CBDA — L’histoire brute |  Projet CBD

CBDA — L’histoire brute | Projet CBD

Raphael Mechoulam a isolé la CBDA en 1965.

Au cours des cinq dernières années, le monde est tombé amoureux du cannabidiol (CBD). Peut-être que la plus grande adoption a été dans des pays comme le Royaume-Uni et les États-Unis, où près de 10% de la population admet avoir essayé l’huile de CBD. La plupart des gens supposent probablement que les plantes de cannabis ou de chanvre utilisées pour fabriquer leurs produits CBD peuvent être trouvées ruisselantes dans la molécule magique. Mais, en fait, ce n’est pas le cas.

L’acide cannabidiolique (CBDA) – le précurseur botanique du CBD – est ce que l’on trouve dans le cannabis cru et le chanvre frais. Le CBD n’apparaît que lorsque son homologue acide est exposé à la chaleur.

En dehors du sanctuaire intérieur de la science des cannabinoïdes, la CBDA n’a pas obtenu les pouces de colonne appréciés par son frère botanique. En effet, pendant de nombreuses années, le CBDA a été supposé à tort être un composé inactif. Cette notion – combinée à l’instabilité du CBDA qui, avec le temps, commence à se dégrader – signifie que la recherche scientifique sur la forme acide du CBD a été assez limitée.

Mais le CBDA connaît actuellement une sorte de renaissance avec un intérêt accru des médias grâce au lancement d’un «ester» CBDA breveté (une variante moléculaire intrigante du CBD) et à une foule de récits anecdotiques positifs sur l’efficacité du CBDA de patients et de médecins de cannabis médical.

Qu’est-ce que la CBDA?

L’acide cannabidiolique a été isolé pour la première fois par le scientifique israélien Raphael Mechoulam en 1965.1 Par une exposition à une chaleur suffisante ou à la lumière du soleil, le CBDA se transforme en CBD en passant par un processus chimique appelé décarboxylation dans lequel le groupe carboxyle est perdu.

Le CBDA pourrait avoir une place importante à la table thérapeutique pour des conditions aussi variées que le cancer, l’anxiété, l’épilepsie et les nausées et vomissements résistants aux traitements.

Alors que beaucoup d’entre nous associent la décarboxylation au cannabis, la même réaction chimique se produit dans la respiration cellulaire. C’est la raison pour laquelle nous exhalons tous du CO2 en tant que sous-produit du métabolisme.

Pendant de nombreuses années, les cannabinoïdes décarboxylés ont été considérés comme des composés «  activés  », produisant des effets thérapeutiques plus puissants dans notre corps. Cependant, cette hypothèse a récemment été renversée avec des études montrant que l’activation par le CBDA des récepteurs de la sérotonine 5-HT1A est significativement plus puissante que le CBD. Et le CBDA s’est également avéré avoir une affinité de liaison plus forte que le CBD en tant qu’antagoniste d’un autre récepteur important connu sous le nom de GPR55.
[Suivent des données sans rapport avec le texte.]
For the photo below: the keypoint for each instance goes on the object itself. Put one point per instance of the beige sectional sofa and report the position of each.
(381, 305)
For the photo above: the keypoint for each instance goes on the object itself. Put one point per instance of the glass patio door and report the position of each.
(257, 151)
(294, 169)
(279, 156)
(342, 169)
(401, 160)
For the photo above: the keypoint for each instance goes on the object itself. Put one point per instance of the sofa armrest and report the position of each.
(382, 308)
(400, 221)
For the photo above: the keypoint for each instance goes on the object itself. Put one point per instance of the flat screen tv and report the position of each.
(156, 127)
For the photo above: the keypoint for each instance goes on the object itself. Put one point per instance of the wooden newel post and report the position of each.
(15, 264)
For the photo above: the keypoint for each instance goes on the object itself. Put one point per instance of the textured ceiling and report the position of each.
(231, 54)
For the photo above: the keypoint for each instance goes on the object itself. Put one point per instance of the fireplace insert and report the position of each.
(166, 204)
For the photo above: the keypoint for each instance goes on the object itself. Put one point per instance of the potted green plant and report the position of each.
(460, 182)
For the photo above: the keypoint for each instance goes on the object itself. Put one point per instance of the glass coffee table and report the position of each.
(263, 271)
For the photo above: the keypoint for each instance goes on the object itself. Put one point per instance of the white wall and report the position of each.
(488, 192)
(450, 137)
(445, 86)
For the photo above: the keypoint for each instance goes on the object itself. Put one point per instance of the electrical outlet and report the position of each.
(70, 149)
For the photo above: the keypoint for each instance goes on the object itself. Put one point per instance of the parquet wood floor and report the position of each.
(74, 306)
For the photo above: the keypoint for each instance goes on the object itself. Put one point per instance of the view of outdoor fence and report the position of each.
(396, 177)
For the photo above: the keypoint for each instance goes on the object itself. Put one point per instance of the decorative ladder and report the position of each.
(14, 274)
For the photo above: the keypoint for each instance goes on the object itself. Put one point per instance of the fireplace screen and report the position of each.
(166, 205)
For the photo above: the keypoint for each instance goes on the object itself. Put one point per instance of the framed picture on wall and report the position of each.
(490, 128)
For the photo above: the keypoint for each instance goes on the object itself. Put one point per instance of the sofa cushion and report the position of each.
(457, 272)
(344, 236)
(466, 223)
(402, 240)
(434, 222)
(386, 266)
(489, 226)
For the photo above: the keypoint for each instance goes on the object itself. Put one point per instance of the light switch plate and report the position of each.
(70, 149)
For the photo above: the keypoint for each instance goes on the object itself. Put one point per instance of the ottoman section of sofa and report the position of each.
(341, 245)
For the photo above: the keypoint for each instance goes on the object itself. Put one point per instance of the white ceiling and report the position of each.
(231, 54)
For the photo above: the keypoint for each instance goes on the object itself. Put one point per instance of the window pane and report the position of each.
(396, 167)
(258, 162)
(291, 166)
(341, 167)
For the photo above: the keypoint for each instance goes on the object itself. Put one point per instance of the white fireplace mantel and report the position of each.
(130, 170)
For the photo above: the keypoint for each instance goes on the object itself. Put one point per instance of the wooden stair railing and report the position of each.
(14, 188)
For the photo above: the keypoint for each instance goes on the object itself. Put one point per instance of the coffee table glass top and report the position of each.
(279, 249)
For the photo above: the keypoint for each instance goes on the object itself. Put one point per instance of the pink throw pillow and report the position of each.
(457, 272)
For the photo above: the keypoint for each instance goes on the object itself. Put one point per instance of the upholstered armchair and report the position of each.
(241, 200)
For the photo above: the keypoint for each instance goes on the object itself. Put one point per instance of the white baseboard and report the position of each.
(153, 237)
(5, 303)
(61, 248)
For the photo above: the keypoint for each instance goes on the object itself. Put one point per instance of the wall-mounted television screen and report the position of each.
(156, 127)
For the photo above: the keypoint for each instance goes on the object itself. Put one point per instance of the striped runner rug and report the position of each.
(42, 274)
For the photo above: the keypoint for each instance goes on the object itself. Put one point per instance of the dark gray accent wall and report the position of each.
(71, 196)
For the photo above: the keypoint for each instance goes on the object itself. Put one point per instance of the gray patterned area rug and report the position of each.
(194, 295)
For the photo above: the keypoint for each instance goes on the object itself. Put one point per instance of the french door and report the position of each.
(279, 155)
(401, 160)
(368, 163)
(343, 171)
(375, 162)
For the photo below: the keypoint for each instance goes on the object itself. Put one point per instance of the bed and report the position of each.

Ces découvertes suggèrent que le CBDA pourrait effectivement avoir une place importante à la table thérapeutique pour des conditions aussi variées que le cancer, l’anxiété, l’épilepsie et les nausées et vomissements résistants aux traitements.

CBDA pour Nausées et Vomissements

La sérotonine est peut-être la classe de neurotransmetteurs la plus connue en raison de son rôle dans la régulation de l’humeur. Cependant, la portée biologique de la sérotonine va bien au-delà du simple fait de nous rendre heureux. Il est impliqué dans des fonctions physiologiques aussi diverses que les nausées, les vomissements et les mouvements intestinaux.

Une grande partie de ce que nous savons sur l’activation par le CBDA des récepteurs de la sérotonine 5-HT1A est grâce à la recherche d’Erin Rock et de son équipe de l’Université Guelph en Ontario, dirigée par la neuroscientifique Linda Parker. Rock a examiné l’application thérapeutique du CBD et du CBDA pour différents types de nausées et de vomissements.2 Elle a montré qu’en se liant aux récepteurs 5-HT1A d’une manière plus puissante que le CBD, le CBDA supprimait les nausées et les vomissements causés par les toxines et le mal des transports.

La quantité de CBDA nécessaire pour réduire les nausées était 1000 fois inférieure à celle requise par le CBD pour avoir le même effet.

La percée la plus excitante est peut-être liée au succès remarquable du CBDA dans la réduction des nausées anticipées – le type de nausées intenses que l’on ressent avant la chimiothérapie lorsque les patients se sentent mal avant même que le traitement n’ait commencé. Il faut noter que la nausée anticipée n’a pas de traitement pharmaceutique efficace.

Dans une autre étude examinant l’efficacité de la combinaison du CBDA avec l’ondansétron, un médicament antiémétique standard, l’équipe de Rock a constaté que même à de très faibles doses, le CBDA améliorait l’effet anti-nausée du médicament pharmaceutique.3 En fait, Rock poursuit en affirmant que la quantité de Le CBDA nécessaire pour réduire les nausées était 1000 fois moins important que celui requis par le CBD pour avoir le même effet.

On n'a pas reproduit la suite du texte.